A Parigi, Vienna e negli Stati Uniti ci sono state zuffe, insulti, scritte e, in qualche caso, persone uccise in nome di una guerra lontana ma motivate in realtà da un odio cieco e stupido. Tutto quest’odio che si infiltra in Paesi tutto sommato in pace è brutto come le pulci da letto. Non le vedi e non le senti, ogni tanto ti prude una caviglia e non ci fai caso, poi, senza neanche accorgertene, devi buttare i mobili e lavare vestiti e lenzuola in acqua bollente per tirare via tutto questo schifo.

Viviamo in un’epoca in cui i social media ci chiedono di fare tutto in fretta. Leggere poco, condividere tutto, fare subito il tifo, in guerra come allo stadio, senza prendersi il tempo per capire e interrogare il proprio cuore. I social ci vogliono far credere che dentro di noi non ci sia spazio per una moltitudine di sentimenti, che uno scaccia l’altro.

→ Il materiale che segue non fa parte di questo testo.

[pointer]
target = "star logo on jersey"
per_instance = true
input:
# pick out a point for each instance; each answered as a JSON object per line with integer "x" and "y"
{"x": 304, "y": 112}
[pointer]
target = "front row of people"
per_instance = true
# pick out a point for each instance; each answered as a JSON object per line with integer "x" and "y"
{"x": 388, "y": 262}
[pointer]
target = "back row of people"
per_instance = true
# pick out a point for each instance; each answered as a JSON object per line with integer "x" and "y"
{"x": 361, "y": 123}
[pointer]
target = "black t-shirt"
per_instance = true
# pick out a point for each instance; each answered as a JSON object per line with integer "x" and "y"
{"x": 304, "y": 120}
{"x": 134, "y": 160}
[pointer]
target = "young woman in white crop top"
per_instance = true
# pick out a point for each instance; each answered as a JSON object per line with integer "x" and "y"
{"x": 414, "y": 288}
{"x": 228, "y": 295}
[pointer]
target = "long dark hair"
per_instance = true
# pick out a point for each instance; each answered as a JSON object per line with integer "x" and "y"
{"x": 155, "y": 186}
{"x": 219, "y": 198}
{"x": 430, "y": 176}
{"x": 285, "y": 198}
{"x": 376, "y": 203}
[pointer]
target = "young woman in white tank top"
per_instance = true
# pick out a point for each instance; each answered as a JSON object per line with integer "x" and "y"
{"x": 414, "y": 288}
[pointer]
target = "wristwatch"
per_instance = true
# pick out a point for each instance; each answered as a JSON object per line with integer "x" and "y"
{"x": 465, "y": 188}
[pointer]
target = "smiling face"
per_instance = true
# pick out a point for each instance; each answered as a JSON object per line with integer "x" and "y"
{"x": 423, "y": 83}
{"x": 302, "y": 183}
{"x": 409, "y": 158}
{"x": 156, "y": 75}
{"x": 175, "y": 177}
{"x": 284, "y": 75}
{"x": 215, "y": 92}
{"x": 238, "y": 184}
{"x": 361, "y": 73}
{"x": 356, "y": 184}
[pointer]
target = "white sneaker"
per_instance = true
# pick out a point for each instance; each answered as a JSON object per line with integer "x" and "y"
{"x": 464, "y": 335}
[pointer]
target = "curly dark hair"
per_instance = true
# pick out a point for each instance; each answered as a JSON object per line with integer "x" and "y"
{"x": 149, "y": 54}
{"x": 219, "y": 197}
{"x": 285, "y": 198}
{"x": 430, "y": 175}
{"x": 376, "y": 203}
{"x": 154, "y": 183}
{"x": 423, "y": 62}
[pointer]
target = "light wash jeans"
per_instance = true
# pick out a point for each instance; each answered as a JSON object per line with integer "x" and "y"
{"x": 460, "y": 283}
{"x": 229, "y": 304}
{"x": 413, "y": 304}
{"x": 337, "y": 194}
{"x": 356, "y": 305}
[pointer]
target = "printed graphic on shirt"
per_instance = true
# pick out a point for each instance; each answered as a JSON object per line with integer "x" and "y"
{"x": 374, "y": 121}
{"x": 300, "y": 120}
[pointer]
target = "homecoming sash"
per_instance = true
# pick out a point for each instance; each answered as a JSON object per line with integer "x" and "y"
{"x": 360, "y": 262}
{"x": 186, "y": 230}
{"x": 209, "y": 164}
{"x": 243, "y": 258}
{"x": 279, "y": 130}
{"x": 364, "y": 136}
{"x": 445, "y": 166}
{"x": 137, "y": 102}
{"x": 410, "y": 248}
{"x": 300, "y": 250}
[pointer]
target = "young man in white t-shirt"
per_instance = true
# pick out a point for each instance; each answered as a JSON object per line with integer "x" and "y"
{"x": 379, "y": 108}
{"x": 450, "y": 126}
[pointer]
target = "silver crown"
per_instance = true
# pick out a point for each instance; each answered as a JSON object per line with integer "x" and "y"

In realtà i sentimenti si incastrano come tessere di un puzzle e c’è spazio per tutto. C’è spazio per il dolore che si prova nei confronti delle prime vittime israeliane e per i civili palestinesi. C’è spazio per la condanna alle azioni del governo israeliano ma anche alle scritte contro gli ebrei che sono comparse sui muri delle grandi città europee. Ma in questo clima confuso è facile che l’odio si faccia strada, in genere un passo dietro a sua sorella, la paura.

Poco fa ho letto una poesia tristissima dello scrittore palestinese Samer Abu Hawwash, che dice più o meno così: “Non importa più / se qualcuno ci ama. / Le bombe ci hanno liberato dalle nostre orecchie, / con le quali solevamo ascoltare parole d’amore. / I missili ci hanno liberato dai nostri occhi, / coi quali solevamo vedere sguardi amorosi. / Le parole cariche d’odio ci hanno liberato dai nostri cuori, / nei quali solevamo custodire gli incanti dell’amore”.

Noi che non abbiamo bombe, che non abbiamo missili, che ci sentiamo così impotenti di fronte a tanto dolore, disarmiamo almeno le nostre parole, ché gli incanti dell’amore e i cuori che li custodiscono meritano di stare al sicuro, almeno loro.